The six electrodes must be attached to specific places on the chest:
Electrode |
Vertical position | Horizontal position |
V1 |
In the 4th intercostal space | Parasternal, right side |
V2 |
In the 4th intercostal space | Parasternal, left side |
V3 |
Between electrodes V2 and V4 |
|
V4 | In the 5th intercostal space |
Mid-clavicular line, left side |
V5 | In the 5th intercostal space |
Anterior axillary line, left side |
V6 | In the 5th intercostal space |
Mid-axillary line, left side |
Lead V1 to V6 examine the heart in the direction from the middle of the body and to the individual electrodes, as seen on the picture below.
Leads V1 to V6. This image is a cross-section of the body at the level of the heart, seen from below.
The 12 lead ECG:
3 and 3 leads are usually measured simultaneously, and all the 12 leads are shown together on a piece of ECG paper.

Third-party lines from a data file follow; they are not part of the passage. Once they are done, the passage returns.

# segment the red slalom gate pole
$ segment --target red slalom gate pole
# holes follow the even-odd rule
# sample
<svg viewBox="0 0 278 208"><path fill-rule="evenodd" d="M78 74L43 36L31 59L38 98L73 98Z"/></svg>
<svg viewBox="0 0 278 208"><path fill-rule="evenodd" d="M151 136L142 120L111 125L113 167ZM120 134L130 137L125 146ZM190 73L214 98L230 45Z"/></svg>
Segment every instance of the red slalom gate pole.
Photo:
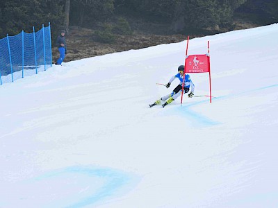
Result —
<svg viewBox="0 0 278 208"><path fill-rule="evenodd" d="M209 74L209 94L210 94L210 101L211 103L211 56L209 55L209 41L208 40L208 74Z"/></svg>
<svg viewBox="0 0 278 208"><path fill-rule="evenodd" d="M189 42L189 35L187 36L186 60L185 60L185 62L184 62L183 78L182 89L181 89L181 106L182 105L182 100L183 100L183 87L184 87L184 80L186 78L186 60L187 60L186 56L187 56L187 52L188 51L188 42Z"/></svg>

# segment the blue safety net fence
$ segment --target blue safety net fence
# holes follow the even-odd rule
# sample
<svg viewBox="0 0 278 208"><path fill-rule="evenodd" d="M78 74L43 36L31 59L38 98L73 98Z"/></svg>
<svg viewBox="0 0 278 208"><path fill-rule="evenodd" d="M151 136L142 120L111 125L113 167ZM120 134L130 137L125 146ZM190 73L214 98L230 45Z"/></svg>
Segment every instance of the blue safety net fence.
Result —
<svg viewBox="0 0 278 208"><path fill-rule="evenodd" d="M0 39L1 85L37 74L52 66L50 24L33 33Z"/></svg>

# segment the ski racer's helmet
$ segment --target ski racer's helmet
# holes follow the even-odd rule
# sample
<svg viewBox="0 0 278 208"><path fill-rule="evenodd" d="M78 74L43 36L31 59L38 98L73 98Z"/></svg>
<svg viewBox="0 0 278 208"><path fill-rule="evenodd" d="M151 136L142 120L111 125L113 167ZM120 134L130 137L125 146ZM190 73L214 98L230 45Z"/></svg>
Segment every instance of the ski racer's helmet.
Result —
<svg viewBox="0 0 278 208"><path fill-rule="evenodd" d="M181 65L181 66L179 66L179 68L178 68L178 71L184 71L184 65Z"/></svg>

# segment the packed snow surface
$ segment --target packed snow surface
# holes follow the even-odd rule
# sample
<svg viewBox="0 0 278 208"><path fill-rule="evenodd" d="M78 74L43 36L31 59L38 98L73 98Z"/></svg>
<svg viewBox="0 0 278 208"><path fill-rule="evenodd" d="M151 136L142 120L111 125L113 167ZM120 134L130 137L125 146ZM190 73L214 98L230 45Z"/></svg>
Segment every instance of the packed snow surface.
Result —
<svg viewBox="0 0 278 208"><path fill-rule="evenodd" d="M212 95L179 85L186 41L0 86L0 207L277 207L278 24L210 42ZM185 40L186 37L185 37ZM208 73L190 73L209 95Z"/></svg>

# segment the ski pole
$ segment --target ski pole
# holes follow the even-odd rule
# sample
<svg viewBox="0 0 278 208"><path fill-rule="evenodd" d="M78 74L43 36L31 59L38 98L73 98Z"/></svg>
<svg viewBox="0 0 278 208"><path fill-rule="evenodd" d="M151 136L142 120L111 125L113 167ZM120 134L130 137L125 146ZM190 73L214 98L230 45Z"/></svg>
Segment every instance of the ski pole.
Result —
<svg viewBox="0 0 278 208"><path fill-rule="evenodd" d="M193 97L211 97L210 96L208 95L202 95L202 96L193 96ZM211 96L212 98L216 98L214 96Z"/></svg>
<svg viewBox="0 0 278 208"><path fill-rule="evenodd" d="M164 85L164 84L161 84L161 83L156 83L156 85L163 85L163 86L165 86L165 87L166 87L166 85Z"/></svg>

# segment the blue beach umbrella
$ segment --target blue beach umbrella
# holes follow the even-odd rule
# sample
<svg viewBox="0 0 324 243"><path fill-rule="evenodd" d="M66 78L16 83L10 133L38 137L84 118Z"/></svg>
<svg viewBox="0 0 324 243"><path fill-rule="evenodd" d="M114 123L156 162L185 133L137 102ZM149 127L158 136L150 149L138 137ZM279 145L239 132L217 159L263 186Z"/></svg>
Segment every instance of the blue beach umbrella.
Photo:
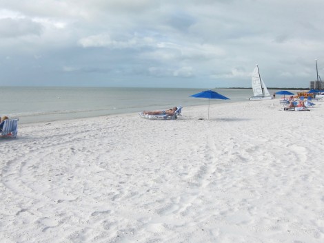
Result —
<svg viewBox="0 0 324 243"><path fill-rule="evenodd" d="M215 92L211 89L203 91L200 93L192 94L190 97L194 98L207 98L208 99L208 119L210 118L210 101L211 98L216 98L219 100L229 100L227 97L225 97L221 94Z"/></svg>
<svg viewBox="0 0 324 243"><path fill-rule="evenodd" d="M281 90L279 91L278 92L276 92L276 94L283 94L283 98L285 98L285 95L293 95L294 94L292 92L290 92L289 91L287 90Z"/></svg>

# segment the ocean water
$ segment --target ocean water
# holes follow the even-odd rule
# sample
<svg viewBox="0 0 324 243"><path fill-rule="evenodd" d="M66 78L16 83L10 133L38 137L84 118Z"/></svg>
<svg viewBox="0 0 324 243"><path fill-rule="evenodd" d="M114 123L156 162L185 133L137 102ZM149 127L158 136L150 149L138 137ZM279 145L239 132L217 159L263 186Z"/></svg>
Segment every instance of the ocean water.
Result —
<svg viewBox="0 0 324 243"><path fill-rule="evenodd" d="M19 118L20 123L48 122L174 106L207 105L207 99L190 97L205 89L127 87L0 87L0 116ZM250 89L214 89L230 100L210 100L210 104L246 102Z"/></svg>

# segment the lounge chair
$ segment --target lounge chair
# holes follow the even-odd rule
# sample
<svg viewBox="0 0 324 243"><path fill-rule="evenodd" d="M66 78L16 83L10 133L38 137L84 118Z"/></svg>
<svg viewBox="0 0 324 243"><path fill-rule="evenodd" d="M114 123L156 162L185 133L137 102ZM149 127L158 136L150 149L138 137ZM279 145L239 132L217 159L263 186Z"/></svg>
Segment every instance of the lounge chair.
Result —
<svg viewBox="0 0 324 243"><path fill-rule="evenodd" d="M313 103L312 102L312 97L311 96L307 97L307 100L305 102L305 105L307 108L314 107L314 106L315 105L315 103Z"/></svg>
<svg viewBox="0 0 324 243"><path fill-rule="evenodd" d="M5 120L2 131L0 131L1 135L2 136L16 138L18 132L18 120L19 119Z"/></svg>
<svg viewBox="0 0 324 243"><path fill-rule="evenodd" d="M142 112L139 112L139 116L143 118L148 118L150 120L176 120L178 118L178 116L181 115L181 106L176 107L178 109L174 112L172 115L168 115L168 114L161 114L161 115L148 115L144 114Z"/></svg>
<svg viewBox="0 0 324 243"><path fill-rule="evenodd" d="M291 108L288 108L288 107L285 107L283 108L283 110L284 111L296 111L296 112L303 112L303 111L310 111L310 109L308 109L307 107L291 107Z"/></svg>

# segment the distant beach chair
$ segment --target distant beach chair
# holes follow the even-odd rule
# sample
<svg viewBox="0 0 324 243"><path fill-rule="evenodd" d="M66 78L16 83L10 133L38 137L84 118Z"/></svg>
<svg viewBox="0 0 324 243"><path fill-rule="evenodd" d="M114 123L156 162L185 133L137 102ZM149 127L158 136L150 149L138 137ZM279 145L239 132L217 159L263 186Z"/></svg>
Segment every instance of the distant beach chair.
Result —
<svg viewBox="0 0 324 243"><path fill-rule="evenodd" d="M1 131L2 136L10 136L16 138L18 132L18 120L19 119L7 119L5 120L3 127Z"/></svg>
<svg viewBox="0 0 324 243"><path fill-rule="evenodd" d="M172 115L168 115L168 114L161 114L161 115L148 115L144 114L142 112L139 112L139 116L143 118L148 118L150 120L176 120L178 118L178 116L181 115L181 106L177 106L178 109L174 112Z"/></svg>

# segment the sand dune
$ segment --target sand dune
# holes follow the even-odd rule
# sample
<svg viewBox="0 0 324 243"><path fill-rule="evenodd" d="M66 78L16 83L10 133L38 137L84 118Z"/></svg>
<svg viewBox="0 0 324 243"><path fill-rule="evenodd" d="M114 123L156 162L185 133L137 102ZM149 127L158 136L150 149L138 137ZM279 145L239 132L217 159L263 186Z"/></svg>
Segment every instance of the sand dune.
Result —
<svg viewBox="0 0 324 243"><path fill-rule="evenodd" d="M323 242L322 103L21 125L0 139L0 242Z"/></svg>

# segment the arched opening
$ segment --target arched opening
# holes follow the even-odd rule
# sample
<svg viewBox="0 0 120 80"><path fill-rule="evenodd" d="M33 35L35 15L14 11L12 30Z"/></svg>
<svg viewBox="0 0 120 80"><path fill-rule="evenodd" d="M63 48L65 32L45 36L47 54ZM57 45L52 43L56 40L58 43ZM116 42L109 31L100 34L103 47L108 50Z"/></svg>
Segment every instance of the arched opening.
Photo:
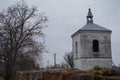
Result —
<svg viewBox="0 0 120 80"><path fill-rule="evenodd" d="M99 42L98 42L98 40L93 40L93 52L99 52Z"/></svg>

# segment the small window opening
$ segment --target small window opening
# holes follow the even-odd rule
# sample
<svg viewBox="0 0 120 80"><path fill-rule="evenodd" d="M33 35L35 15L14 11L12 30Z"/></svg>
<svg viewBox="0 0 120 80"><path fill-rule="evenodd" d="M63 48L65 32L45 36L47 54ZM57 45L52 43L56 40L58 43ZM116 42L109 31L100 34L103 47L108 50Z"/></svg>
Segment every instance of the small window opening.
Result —
<svg viewBox="0 0 120 80"><path fill-rule="evenodd" d="M93 52L99 52L99 42L98 42L98 40L93 40Z"/></svg>

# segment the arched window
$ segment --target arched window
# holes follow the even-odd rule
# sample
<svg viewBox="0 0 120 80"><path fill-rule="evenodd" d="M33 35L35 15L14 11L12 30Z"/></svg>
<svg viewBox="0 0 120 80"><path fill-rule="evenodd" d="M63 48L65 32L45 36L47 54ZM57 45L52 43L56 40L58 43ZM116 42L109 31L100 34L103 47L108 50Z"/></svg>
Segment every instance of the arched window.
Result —
<svg viewBox="0 0 120 80"><path fill-rule="evenodd" d="M76 54L78 53L78 43L77 43L77 41L75 42L75 53Z"/></svg>
<svg viewBox="0 0 120 80"><path fill-rule="evenodd" d="M98 40L93 40L93 52L99 52L99 42L98 42Z"/></svg>

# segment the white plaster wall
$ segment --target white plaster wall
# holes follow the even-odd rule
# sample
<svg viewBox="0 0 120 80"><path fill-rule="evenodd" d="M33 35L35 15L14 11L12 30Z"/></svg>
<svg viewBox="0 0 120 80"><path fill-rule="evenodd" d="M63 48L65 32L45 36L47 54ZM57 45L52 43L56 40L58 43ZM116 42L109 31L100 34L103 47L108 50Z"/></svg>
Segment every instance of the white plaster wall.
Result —
<svg viewBox="0 0 120 80"><path fill-rule="evenodd" d="M80 59L81 65L80 67L77 67L81 70L88 70L96 65L99 67L107 67L111 68L112 67L112 59L111 58L92 58L92 59Z"/></svg>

As you can see from the below ECG the waves look different in different leads. Lead II is the one which is usually used as an example ECG.
AV block
Atrioventricular block (AV block) or heart block refers to a disturbance in the conductance between the atria and the ventricles. Something causes this conduction to be slower than normal or even completely stopped.
There are four types of AV block, depending on the severity of the conduction disturbance:
- 1st degree AV block
- 2nd degree AV block
- 2nd degree AV block Mobitz type 1 (Wenckebach)
- 2nd degree AV block Mobitz type 2
- 3rd degree AV block / complete AV block
1st degree AV block:
First degree AV block is defined as a prolonged PQ interval (> 200 ms). It’s usually harmless.
2nd degree AV block Mobitz type 1 (Wenckebach):
There are two types of second-degree AV block. The first one is called Mobitz type 1 or Wenckebach. An ECG with Wenckebach will show that the PQ interval becomes longer and longer with each heartbeat, until one atrial impulse doesn’t reach the ventricles (a P wave isn’t followed by a QRS complex).
2nd degree AV block Mobitz type 2:
This is the second type of second-degree AV block. An ECG with Mobitz type 2 will show that only every second or every third impulse from the atria is conducted to the ventricles, i.e. only every second or every third P wave is followed by a QRS complex.
3rd degree AV block:
In 3rd degree AV there is no conduction between the atria and the ventricles. The atria and ventricles will beat with different rhythms, completely dissociated from each other. The SA node will continue to send impulses to the atria, causing them to contract, but none of these will be conducted to the ventricles.
Because the ventricles don’t receive any impulses a backup pacemaker distally to the site of the AV block will take over the generation of the impulses. This backup pacemaker is usually in the distal parts of the AV node or in the His bundle.